Subspace algorithms for the Crawford number computation.


These are MATLAB implementations of the subspace algorithms in [1] for computing the Crawford number of a matrix \(A\in \mathbb C^{n\times n}\), i.e., the distance of the numerical range \(\mathcal{F}(A)\) from zero:

\[ \gamma(A) = \min\{\, |z| \colon z\in \mathcal{F}(A)\, \},\qquad \mathcal{F}(A) = \{\, v^{*} A v \colon v\in \mathbb{C}^{n}, \|v\|_2=1\,\}. \]

To use crawfnos, the user can provide either a matrix \(A\), or a linear operator op with member functions: op.matvec, op.rmatvec, op.matmat to compute \(A\times x\), \(A^*\times x\) and \(A\times V\), for a vector \(x\in \mathbb C^{n}\) and matrix \(V\in \mathbb C^{n\times k}\), respectively.

All example data and routines used in the paper [1] are also included.
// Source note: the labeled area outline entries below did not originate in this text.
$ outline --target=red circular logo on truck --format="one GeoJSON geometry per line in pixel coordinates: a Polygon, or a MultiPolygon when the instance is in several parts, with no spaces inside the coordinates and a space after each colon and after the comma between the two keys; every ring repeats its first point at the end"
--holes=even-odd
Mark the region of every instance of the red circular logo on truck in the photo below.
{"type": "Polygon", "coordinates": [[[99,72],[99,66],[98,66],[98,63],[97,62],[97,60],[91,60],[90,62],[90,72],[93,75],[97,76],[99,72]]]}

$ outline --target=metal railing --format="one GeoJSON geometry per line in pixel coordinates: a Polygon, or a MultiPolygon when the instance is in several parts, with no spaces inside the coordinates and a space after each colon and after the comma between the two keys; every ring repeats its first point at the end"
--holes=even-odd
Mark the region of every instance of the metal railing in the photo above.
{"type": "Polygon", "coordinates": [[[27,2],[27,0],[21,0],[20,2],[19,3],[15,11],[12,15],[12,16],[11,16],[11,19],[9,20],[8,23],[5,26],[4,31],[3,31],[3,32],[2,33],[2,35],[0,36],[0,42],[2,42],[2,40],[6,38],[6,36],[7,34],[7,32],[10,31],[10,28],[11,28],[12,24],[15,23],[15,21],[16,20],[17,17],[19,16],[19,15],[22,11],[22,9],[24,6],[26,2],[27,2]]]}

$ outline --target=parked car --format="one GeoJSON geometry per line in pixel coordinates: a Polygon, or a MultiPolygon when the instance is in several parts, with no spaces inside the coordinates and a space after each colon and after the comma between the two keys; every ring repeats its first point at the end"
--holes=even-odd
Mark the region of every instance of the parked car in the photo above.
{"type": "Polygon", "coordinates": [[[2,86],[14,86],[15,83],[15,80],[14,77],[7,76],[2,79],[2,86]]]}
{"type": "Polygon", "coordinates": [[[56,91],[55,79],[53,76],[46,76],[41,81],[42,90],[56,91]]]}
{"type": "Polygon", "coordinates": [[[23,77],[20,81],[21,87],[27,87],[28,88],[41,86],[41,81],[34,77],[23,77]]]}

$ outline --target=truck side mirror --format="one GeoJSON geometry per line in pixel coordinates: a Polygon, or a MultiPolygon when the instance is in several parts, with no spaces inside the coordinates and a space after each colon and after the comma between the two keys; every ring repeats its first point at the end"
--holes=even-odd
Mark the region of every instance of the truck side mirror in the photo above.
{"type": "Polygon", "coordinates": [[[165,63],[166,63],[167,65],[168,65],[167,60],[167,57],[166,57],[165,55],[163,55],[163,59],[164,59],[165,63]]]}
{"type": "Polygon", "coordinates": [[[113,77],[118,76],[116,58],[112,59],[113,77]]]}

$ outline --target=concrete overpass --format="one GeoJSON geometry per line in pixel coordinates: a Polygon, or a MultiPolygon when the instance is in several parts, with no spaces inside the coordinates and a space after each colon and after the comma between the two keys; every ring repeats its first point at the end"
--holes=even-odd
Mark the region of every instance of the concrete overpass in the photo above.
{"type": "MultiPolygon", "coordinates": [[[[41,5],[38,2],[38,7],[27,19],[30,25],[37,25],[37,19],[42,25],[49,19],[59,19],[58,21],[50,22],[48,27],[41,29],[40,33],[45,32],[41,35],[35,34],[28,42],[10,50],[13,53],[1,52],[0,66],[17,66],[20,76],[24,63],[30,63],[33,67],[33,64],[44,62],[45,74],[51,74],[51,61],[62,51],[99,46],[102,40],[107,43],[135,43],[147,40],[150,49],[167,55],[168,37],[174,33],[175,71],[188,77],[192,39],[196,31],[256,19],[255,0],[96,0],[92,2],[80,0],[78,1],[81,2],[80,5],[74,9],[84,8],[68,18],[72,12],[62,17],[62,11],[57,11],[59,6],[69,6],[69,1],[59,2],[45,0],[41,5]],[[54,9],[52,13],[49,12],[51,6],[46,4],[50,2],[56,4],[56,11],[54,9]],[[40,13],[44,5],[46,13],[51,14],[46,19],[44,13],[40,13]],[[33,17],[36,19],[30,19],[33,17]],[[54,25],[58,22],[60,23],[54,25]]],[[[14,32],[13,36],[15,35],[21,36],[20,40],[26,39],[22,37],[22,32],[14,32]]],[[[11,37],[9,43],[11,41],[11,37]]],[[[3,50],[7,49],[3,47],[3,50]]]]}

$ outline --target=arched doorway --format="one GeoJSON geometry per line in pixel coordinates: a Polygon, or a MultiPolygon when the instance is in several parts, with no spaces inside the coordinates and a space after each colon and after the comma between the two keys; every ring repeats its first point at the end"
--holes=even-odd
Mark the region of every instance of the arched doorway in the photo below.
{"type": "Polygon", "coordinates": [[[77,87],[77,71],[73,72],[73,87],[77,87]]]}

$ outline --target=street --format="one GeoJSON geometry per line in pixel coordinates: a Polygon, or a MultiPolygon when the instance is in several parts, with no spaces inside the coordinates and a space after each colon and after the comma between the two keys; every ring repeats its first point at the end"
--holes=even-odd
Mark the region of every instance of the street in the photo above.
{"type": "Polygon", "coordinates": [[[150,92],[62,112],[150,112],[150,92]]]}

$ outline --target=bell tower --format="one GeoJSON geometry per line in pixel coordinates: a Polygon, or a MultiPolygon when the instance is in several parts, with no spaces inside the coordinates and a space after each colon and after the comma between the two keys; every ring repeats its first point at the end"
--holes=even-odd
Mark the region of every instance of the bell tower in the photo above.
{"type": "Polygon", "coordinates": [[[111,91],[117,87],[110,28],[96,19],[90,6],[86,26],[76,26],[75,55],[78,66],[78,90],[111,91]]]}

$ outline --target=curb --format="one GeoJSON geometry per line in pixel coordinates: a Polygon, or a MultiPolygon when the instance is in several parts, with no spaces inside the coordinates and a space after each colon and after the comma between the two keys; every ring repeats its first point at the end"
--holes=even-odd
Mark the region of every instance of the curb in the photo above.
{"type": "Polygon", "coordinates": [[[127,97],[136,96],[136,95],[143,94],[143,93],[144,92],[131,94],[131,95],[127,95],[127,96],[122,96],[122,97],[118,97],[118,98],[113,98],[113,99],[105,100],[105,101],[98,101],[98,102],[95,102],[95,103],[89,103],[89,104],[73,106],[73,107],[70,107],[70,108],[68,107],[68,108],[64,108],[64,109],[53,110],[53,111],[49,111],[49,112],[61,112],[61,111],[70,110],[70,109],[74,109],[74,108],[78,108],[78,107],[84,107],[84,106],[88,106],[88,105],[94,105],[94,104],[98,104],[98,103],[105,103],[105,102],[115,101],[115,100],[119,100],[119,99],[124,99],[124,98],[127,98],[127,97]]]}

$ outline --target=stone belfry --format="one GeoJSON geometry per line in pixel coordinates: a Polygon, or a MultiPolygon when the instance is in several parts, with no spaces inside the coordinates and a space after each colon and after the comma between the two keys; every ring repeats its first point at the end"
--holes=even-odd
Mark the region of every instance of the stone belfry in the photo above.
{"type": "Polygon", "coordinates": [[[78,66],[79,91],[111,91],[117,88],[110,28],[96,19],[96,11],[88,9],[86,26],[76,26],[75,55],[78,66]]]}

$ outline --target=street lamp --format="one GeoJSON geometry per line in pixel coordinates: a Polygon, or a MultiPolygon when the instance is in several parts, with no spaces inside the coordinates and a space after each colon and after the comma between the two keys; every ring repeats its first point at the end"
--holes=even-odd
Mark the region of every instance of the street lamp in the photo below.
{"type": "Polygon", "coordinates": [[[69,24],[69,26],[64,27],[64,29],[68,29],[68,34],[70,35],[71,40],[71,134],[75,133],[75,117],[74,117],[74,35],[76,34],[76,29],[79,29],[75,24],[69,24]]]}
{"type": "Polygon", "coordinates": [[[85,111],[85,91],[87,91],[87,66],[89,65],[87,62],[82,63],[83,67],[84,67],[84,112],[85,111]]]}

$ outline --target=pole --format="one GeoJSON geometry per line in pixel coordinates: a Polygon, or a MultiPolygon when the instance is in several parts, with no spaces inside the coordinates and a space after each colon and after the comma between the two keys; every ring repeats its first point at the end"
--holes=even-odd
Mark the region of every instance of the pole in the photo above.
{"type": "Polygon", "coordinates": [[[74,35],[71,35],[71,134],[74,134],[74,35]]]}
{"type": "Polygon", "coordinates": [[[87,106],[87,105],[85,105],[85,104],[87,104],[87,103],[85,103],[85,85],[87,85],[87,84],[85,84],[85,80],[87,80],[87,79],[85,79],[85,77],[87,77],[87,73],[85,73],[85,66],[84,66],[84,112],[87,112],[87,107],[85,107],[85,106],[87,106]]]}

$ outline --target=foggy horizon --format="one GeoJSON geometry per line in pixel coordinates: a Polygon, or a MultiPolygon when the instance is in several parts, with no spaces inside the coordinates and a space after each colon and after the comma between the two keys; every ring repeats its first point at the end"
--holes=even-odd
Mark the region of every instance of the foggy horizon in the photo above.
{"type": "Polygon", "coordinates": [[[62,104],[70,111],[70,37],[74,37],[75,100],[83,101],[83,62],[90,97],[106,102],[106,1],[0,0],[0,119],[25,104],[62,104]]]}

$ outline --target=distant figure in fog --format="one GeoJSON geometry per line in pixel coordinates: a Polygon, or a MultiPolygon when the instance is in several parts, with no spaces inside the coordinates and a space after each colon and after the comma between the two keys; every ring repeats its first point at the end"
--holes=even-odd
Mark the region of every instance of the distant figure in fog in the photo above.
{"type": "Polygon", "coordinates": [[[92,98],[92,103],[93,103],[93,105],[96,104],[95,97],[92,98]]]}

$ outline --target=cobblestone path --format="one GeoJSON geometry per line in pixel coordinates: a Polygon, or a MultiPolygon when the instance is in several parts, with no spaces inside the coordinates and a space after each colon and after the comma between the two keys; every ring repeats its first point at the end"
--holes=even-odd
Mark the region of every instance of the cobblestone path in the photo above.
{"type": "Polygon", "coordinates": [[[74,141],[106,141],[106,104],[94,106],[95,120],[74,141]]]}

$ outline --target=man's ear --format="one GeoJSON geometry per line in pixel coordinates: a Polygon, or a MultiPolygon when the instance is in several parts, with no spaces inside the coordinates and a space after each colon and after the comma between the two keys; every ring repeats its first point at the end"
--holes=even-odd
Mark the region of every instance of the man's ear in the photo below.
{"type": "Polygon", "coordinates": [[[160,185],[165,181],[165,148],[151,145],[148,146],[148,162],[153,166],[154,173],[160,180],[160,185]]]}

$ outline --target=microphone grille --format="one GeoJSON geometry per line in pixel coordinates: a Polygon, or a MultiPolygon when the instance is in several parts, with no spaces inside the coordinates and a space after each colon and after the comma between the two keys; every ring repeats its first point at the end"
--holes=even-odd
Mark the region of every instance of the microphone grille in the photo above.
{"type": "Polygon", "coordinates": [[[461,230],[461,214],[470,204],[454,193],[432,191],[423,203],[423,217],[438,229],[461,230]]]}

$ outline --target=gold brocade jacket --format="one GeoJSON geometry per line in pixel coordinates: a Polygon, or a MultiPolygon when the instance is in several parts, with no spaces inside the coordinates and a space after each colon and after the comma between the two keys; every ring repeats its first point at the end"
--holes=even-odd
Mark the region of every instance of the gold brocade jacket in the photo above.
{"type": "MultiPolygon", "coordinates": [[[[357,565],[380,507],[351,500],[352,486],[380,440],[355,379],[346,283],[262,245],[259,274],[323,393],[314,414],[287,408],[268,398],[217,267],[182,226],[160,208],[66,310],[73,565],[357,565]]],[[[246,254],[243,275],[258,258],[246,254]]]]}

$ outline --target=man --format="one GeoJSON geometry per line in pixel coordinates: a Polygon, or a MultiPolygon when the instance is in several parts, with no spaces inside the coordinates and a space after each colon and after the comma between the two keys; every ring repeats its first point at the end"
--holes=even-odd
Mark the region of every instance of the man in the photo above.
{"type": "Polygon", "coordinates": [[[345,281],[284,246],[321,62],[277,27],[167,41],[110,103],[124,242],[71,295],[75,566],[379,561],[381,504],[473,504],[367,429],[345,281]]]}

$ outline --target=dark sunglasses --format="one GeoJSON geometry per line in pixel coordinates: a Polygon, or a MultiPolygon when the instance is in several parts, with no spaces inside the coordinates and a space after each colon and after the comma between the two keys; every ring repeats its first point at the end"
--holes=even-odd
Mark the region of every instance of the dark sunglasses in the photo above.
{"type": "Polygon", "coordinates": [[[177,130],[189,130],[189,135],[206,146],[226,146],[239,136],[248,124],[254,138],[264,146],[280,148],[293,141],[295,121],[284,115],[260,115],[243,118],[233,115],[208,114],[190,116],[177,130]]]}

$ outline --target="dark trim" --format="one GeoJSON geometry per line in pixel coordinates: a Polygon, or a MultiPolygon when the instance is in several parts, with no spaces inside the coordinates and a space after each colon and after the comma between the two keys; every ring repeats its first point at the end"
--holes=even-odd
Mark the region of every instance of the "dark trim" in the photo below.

For a detailed description of the usage of these routines, please check the readme files in the package.



  1. Subspace acceleration for the Crawford number and related eigenvalue optimization problems
    with Daniel Kressner and Bart Vandereycken,
    SIAM J. Matrix Anal. Appl., 2018. 39(2):961–982. (preprint, MATLAB code)